BACKGROUND: Important gaps still exist in malaria case management despite implementation of the World Health Organization parasitological diagnosis before treatment recommendation. This calls for evidence-based strategies to improve health providers' adherence to these guidelines.

OBJECTIVE: The goal of this project was to improve adherence of confirmed parasitological diagnosis prior to antimalarial prescription in the outpatient department.

METHODS: The Joanna Briggs Institute Practical Application of Clinical Evidence System program was used to facilitate collection of baseline and post-audit data. The Getting Research into Practice program was also utilized to analyze the potential barriers and for designing the intervention strategies. This study was done during a 7-month period in an outpatient department of public health facility in Kenya.

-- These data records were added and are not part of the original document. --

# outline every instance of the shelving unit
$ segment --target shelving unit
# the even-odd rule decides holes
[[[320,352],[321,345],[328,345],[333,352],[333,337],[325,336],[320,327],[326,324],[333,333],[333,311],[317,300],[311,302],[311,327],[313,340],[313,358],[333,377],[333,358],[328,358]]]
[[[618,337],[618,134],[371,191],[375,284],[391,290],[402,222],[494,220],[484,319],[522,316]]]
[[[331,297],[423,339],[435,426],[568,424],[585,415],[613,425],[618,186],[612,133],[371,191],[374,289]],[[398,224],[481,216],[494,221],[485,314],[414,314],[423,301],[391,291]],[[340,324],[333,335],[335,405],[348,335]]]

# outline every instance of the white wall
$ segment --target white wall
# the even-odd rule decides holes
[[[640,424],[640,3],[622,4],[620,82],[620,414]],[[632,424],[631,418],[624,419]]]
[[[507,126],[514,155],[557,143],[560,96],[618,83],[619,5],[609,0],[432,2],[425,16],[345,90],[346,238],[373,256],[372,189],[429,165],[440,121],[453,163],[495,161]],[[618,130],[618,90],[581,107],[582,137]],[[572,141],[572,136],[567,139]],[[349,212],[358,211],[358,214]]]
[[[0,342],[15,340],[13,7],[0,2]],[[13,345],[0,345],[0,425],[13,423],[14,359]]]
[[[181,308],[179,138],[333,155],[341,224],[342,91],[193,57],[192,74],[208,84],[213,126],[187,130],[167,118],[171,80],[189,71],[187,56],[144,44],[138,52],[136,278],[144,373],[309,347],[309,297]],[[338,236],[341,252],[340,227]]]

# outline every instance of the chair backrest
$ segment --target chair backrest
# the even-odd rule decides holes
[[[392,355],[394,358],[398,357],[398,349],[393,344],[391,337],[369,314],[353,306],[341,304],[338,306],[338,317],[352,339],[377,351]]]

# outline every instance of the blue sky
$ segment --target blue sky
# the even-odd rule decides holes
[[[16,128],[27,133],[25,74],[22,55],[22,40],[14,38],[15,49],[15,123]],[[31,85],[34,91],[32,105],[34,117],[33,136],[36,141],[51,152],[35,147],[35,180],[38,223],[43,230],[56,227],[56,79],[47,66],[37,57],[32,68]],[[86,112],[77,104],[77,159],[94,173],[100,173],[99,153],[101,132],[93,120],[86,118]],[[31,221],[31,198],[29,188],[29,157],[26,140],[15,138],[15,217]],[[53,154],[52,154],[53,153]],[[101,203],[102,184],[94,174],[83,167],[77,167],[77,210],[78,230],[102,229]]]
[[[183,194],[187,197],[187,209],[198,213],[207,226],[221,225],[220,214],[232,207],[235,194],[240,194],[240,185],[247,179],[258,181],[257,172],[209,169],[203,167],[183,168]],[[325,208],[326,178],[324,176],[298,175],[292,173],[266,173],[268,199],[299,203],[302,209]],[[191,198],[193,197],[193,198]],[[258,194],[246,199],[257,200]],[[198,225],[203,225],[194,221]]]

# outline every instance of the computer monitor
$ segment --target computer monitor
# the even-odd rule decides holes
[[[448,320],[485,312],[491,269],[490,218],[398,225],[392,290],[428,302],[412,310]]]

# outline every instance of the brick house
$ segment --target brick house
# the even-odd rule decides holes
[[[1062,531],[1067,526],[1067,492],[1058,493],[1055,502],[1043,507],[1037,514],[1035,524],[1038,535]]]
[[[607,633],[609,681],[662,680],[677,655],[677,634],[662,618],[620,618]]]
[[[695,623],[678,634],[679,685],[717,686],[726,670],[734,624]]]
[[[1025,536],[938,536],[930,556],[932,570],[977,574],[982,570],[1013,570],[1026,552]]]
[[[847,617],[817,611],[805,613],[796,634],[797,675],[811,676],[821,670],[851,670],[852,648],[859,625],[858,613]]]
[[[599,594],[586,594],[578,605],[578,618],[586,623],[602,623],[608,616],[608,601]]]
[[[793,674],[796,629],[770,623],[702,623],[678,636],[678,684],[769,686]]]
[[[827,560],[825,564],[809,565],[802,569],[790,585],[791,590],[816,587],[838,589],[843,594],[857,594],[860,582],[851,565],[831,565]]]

RESULTS: Baseline and post-implementation audit results comparison indicate that there was a clinically significant improvement in all three criteria. One hundred percent of health providers underwent training on malaria case management, an improvement from 24% at baseline. Almost all (98%) suspected cases for malaria were tested for malaria parasite, and 98% doses of antimalarial drug dispensed had documentation indicating that the malaria test result was positive, an increase of 74%.

CONCLUSION: This study successfully increased the adherence to malaria parasitological confirmation before the treatment recommendation. The interdepartmental collaboration facilitated improvements that led to a reduction in presumptive prescription of antimalarial drugs, antimalarial medication costs, and potentially the emergence of drug resistance.